Did you think the job of president was overwhelming at times?
“I was given no diplomatic immunity from the exhilarating world of revolutionary excitement into the mundane world of bureaucratic routine.”
How should one conduct politics?
“In politics, I am not the only author. And I also have to play a role on the stage. It is a semi-authorship — combined with acting contribution. This is drama in politics.”
Have Czech-German relations improved since 1945?
"Germany has been our inspiration — as well as our pain. It is a source of understandable traumas, of many prejudices and misconceptions, as well as of standards to which we turn."
What makes a membership into the North Atlantic Trade Organization (NATO) so valuable?
“We are better secured than we have been in the entire long history of Czech statehood.”
What do you think of globalization?
“Globalization by itself is morally neutral. It can be good or bad — depending on the kind of content we give to it.”
Where do you foresee the major challenge for the future?
“Without a global revolution in the sphere of human consciousness, nothing will change for the better and the catastrophe towards which this world is headed — the ecological, social, demographic, or general breakdown of civilization — will be unavoidable.”
Looking at the past, what made the various communist regimes so hideous?
“A system of persecutions, of bans, of informers, of compulsory elections, of spying on one’s neighbors, of censorship and ultimately of concentration camps is hidden behind a veil of beautiful words.”

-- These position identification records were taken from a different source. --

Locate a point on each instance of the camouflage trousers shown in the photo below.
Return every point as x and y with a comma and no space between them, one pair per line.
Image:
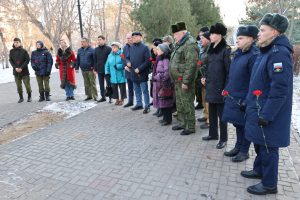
185,106
26,81
43,83
89,79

How is life different in a democracy?
“In a free society, it is about someone getting whacked with a truncheon on the backside by the police. In totalitarian situations, it is really about spending years of your life in jail.”
How do you view the international financial institutions?
“No matter what mistakes the IMF and World Bank have committed, they are a bit of a false target for the critics, a lighting rod discharging the overall frustration of today’s civilization.”
What lessons did the presidency teach you?
“Evil must be confronted in its womb. If there is no other way to do it, then it has to be dealt with by the use of force."
Would you avoid war at any cost?
“If the sophisticated modern weaponry must be used, let it be used in a way that does not harm civilian populations. If this is not possible, then the billions spent on those weapons will be wasted.”
Why have you come to accept the break-up of Czechoslovakia?
“Most people must taste full statehood for at least a while in order to learn to cooperate with others.”
And finally, what might be Mr. Havel's greatest service to his country?
"He elevated the country to a level way above its real importance."